So now You can see I have a text which says new conversation at the top. I'm going to snap this and I'm going to expand this so I can focus on this as much as possible. So there we go. New conversation is now written at the top because that is right here the constant we are exporting. Great.
And below this let's open a new div with a class name flex items center px1 and gap1. And in here we're going to render a button. This button will be a history icon renderer, like so. Again, I'm just going to snap this, expand this so I can focus on that. And let's start giving this button some props.
So it will have size icon extra small and the variant of highlight and the history icon will have a class name size 3.5. So That's what it should look like. Then I'm going to duplicate that and the bottom one is going to have a plus icon from Lucid React and then after that we are, let's see, Let's keep it like that. Okay. So yes, we're going to have two of them.
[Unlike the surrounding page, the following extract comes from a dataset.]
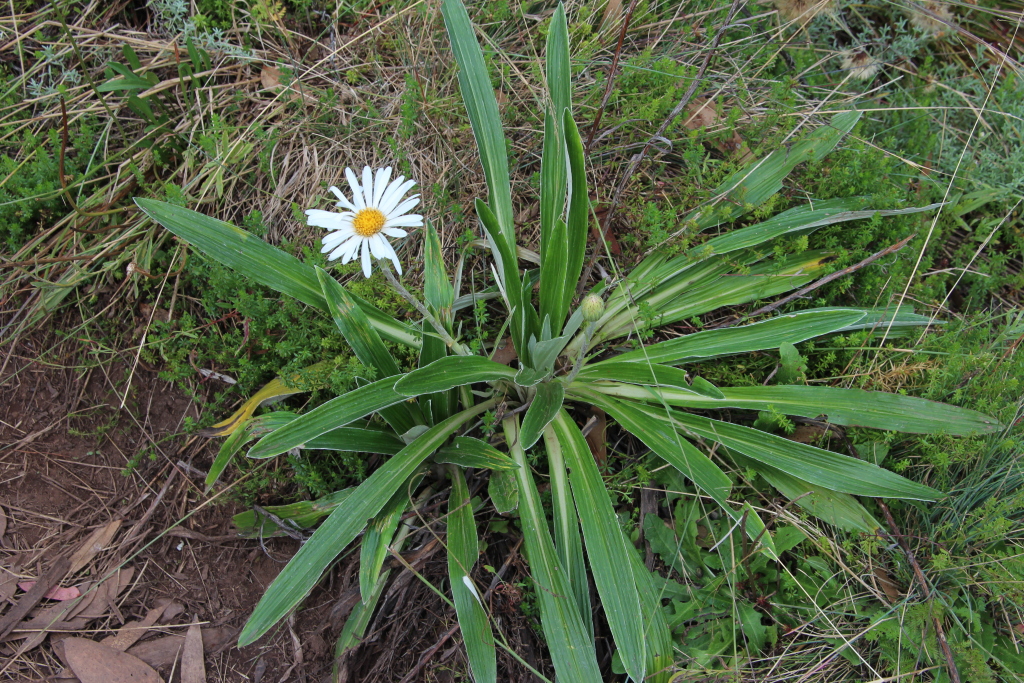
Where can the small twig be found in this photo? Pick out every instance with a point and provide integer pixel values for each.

This is kind of the history and this is the plus button. This this creates the new one. So now outside of this div right here in the place of the text let's add the conversation component. Let's give it a class name flex one and inside let's add conversation content And then inside of here we have to basically render the messages. So how do we render the messages?
Well before we can do that we have to display the prompt input that will allow us to create new messages, right? So the only thing we also have to add within the conversation composition is conversation scroll button and it's a self-closing tag like this and then outside of conversation create a div with a class name padding 3 and in here we're going to add prompt input like so the prompt input will have on submit and it's just going to be an empty arrow function. And it will also have a class name. MarginTopTwoRoundedFool. Let's go ahead and add this.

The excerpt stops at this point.